Gabriel comenzó a escribir la carta a sus padres.
“Papá, mamá. Sólo quería deciros que no me busquéis. Estaré bien junto a la niña que más quiero. Es una locura, pero vosotros también haríais esto por amor. De vez en cuando os escribiré una carta para contaros mí día a día. No me odiéis, por favor. Os quiero mucho.”
Gabriel tenía todo preparado. Cogió unos ahorros que tenía desde pequeño. Eso le valdría para unos meses.
Sara cogió un papel y empezó a escribir la carta de despedida dirigida a sus padres.
“No  olvidéis nunca que os quiero. Me voy con el chico al que amo. No me busquéis, porque cuando os deis cuenta ya estaré muy lejos. No  os quiero hacer daño. Pero le quiero a él y nunca me quiero separar de él. Os llamaré de vez en cuando para saber cómo estáis. Os lo prometo.”
Llegó el día. Era casi la hora para poder irse juntos. Gabriel salió de casa cuando sus padres no se dieron cuenta. Sara hizo lo mismo. Esta historia acaba aquí.

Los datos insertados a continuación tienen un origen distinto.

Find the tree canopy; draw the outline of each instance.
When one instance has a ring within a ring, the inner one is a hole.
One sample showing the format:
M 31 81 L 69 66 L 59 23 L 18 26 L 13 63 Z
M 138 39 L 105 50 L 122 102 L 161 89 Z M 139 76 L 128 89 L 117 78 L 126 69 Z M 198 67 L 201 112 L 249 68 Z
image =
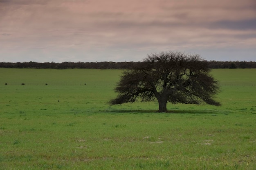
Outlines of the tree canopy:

Eran jóvenes, pero…de los errores se aprende, ¿no?
Todos hemos tenido una serie de problemas a lo largo de la vida, pero se intentan solucionar. No tenían estudios, pero intentarían buscarse la vida por si solos. Gabriel estuvo buscando trabajo, pero con su edad era muy difícil trabajar, casi imposible. Gabriel no se rendía, y no paraba de buscar para poder mantener la casa que tenían él y Sara, lejos del poblado.
Cada noche antes de acostarse tenían su pequeño momento en su lugar preferido de la casa. Una pequeña ventana situada al lado de la chimenea del salón. Y allí, juntos, en la oscuridad de la noche, sólo podían pensar en su familia y en qué pensarían de ellos.
Carla no volvió a saber nada de ellos, ni ellos de Carla. Cada uno hacia su vida.
Sus padres estaban preocupados, como cualquier padre o madre. Sara y Gabriel hablaron del tema y decidieron que aunque querían seguir viviendo juntos debían contarle a sus padres dónde estaban. Desde entonces todas las semanas, Sara y Gabriel hablaban con sus padres, y les contaban como iba todo. Los padres de ambos les pasaban dinero cada mes, para ir tirando poco a poco y hacer una vida nueva. Aunque fuese lejos de  ellos
Sara y Gabriel al cabo de los años, seguían juntos. Juntos y felices, era lo que importaba. Y no perdieron el contacto con ninguno de sus padres.